The victims testified that they were beaten with brooms and umbrellas, slashed with knives, and forced to climb stairs and take freezing showers for misdeeds that included sleeping late or stealing food from the trash because they were poorly fed.

On Thursday, Sabhnani tearfully watched as his wife, Varsha, was sentenced to 11 years in prison. On Friday, she dabbed her eyes as she saw her husband meet his own fate.

Prosecutors contended Varsha Sabhnani was primarily responsible for inflicting years of abuse on the poorly educated servants.

Her husband, they said, allowed the conduct to take place and benefited from the work the women performed in their $2 million home; he operated the business from an adjacent office.

"The Mr. didn't know about it. The Mr. was nice. The Mr. didn't hear. The Mr. didn't shout," said defense attorney Stephen Scaring, recounting the victims' testimony while arguing for home confinement instead of prison.

"He was the master," countered Assistant U.S. Attorney Mark Lesko. "By holding slaves, Mahender Sabhnani violated every notion of freedom that we enjoy in America."

"He had to know what was going on under his roof, and he needs to be punished," the prosecutor said.

Judge Arthur Spatt conceded that Mahender Sabhnani did not personally inflict abuse, but said he must have been aware of it.

"He's a success story: The immigrant who came to this country and succeeded in business. He had to know all these dreadful things and did nothing," said the judge.

The husband is originally from India, and the wife from Indonesia. Both are naturalized U.S. citizens.

One of the workers arrived in the Sabhnanis' Muttontown home in 2002; the second came in 2005. The Sabhnanis immediately confiscated the servants' passports and other travel documents, the women testified.

Prosecutors said the "punishment that escalated into a cruel form of torture" ended in May 2007, when one of the women fled in the early morning hours of Mother's Day. She wandered into a Dunkin' Donuts wearing nothing but rags, and employees called police.

The husband pleaded for freedom at his sentencing, saying the couple's four children wonder, "`Who's going to help us?

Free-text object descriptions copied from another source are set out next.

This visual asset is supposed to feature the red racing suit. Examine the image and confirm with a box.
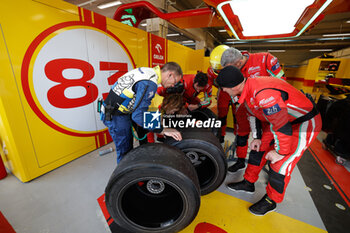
[240,52,285,79]
[157,74,212,108]
[207,66,217,87]
[239,77,321,203]
[158,74,212,109]
[207,66,234,139]
[151,74,212,143]
[235,52,285,159]
[183,74,212,109]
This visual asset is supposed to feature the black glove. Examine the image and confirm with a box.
[166,81,184,94]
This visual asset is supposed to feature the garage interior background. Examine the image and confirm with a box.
[1,0,350,182]
[0,0,350,232]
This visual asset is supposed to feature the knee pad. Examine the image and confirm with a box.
[236,134,249,147]
[268,168,286,194]
[248,150,265,166]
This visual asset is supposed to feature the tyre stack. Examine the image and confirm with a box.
[164,128,227,195]
[105,128,227,232]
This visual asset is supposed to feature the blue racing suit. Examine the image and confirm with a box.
[101,67,163,163]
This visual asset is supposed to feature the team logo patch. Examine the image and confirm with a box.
[270,56,277,65]
[271,62,280,71]
[259,96,276,107]
[143,110,161,130]
[248,66,260,73]
[148,91,155,99]
[263,103,281,116]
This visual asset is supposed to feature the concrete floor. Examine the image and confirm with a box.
[0,131,347,233]
[0,143,116,233]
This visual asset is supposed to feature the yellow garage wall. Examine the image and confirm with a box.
[332,59,350,79]
[202,56,210,72]
[167,41,205,74]
[285,65,308,90]
[285,57,350,100]
[1,0,103,182]
[0,0,208,182]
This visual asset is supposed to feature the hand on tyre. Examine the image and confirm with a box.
[162,128,182,141]
[250,139,261,152]
[179,107,188,115]
[188,104,199,111]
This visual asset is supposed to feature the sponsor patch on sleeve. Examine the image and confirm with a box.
[276,70,284,78]
[259,96,276,108]
[270,56,277,65]
[263,103,281,116]
[148,91,155,99]
[271,62,280,71]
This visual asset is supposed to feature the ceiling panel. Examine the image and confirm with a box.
[64,0,350,66]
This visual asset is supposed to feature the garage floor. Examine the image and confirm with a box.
[0,131,349,233]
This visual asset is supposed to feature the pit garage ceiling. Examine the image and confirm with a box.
[65,0,350,67]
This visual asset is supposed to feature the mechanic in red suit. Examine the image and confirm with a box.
[157,71,212,112]
[207,45,230,143]
[221,48,285,173]
[216,66,321,215]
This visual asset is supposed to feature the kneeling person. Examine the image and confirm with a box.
[216,66,321,216]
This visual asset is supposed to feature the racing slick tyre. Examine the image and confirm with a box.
[105,143,201,233]
[164,128,227,195]
[189,108,221,138]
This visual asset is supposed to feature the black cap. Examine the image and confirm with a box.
[216,66,244,88]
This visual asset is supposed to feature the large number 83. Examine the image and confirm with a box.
[45,58,127,109]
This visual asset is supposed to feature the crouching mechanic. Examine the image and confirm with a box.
[158,71,212,112]
[216,66,321,215]
[100,62,183,163]
[183,71,212,112]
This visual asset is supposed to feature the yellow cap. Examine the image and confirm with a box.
[210,45,230,70]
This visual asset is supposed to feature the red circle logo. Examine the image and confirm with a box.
[22,21,135,136]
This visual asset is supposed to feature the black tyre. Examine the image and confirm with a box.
[189,108,221,138]
[105,143,200,233]
[164,128,227,195]
[324,98,350,144]
[316,95,335,131]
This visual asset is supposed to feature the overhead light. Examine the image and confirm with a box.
[219,29,227,32]
[217,0,333,40]
[323,33,350,37]
[218,0,314,37]
[77,0,98,7]
[182,40,194,44]
[97,1,122,9]
[226,38,237,41]
[266,39,293,43]
[310,49,333,52]
[224,41,248,44]
[268,50,286,52]
[295,0,333,37]
[167,33,180,37]
[346,20,350,23]
[318,37,350,41]
[140,23,147,27]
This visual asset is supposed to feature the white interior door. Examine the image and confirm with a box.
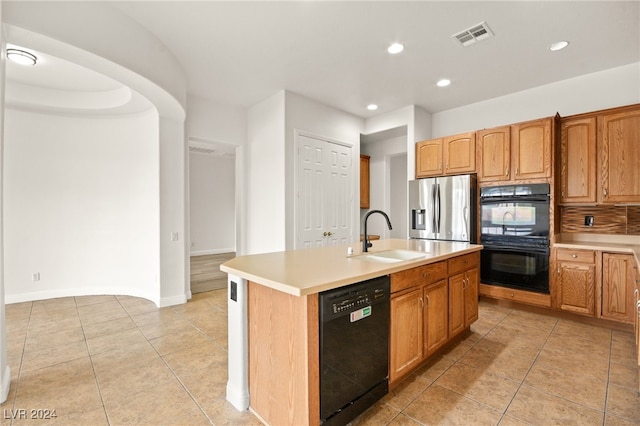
[297,134,353,248]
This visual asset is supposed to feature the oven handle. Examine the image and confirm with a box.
[481,244,549,255]
[480,195,549,203]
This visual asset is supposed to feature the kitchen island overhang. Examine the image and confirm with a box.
[221,239,483,425]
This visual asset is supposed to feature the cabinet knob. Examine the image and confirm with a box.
[422,273,428,278]
[505,167,509,177]
[572,254,577,258]
[603,188,608,197]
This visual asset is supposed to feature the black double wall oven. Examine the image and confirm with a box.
[480,184,551,294]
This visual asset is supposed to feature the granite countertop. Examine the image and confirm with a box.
[220,238,483,296]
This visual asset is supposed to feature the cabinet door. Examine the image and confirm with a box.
[360,155,370,209]
[390,288,424,383]
[416,139,443,178]
[512,118,552,180]
[477,126,510,182]
[560,117,597,204]
[448,272,465,337]
[443,132,476,175]
[601,253,635,324]
[464,268,479,326]
[424,280,448,356]
[600,109,640,203]
[556,261,595,316]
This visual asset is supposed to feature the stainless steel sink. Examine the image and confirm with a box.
[351,249,428,263]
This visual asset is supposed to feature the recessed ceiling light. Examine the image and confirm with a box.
[387,43,404,54]
[437,79,451,87]
[367,104,378,111]
[6,48,37,66]
[549,41,569,52]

How can we do it on our own?' Every day, I look at fear in their eyes."

The grown children sat stoically in the front row as he spoke.

Scaring said the prosecution had taken a toll on the Sabhnanis and their children.

"This is a case that has been devastating to this family," said Scaring. "They are mocked, they are ridiculed, they are laughed at."

A hearing on whether the couple must forfeit their Long Island mansion was postponed until July 11.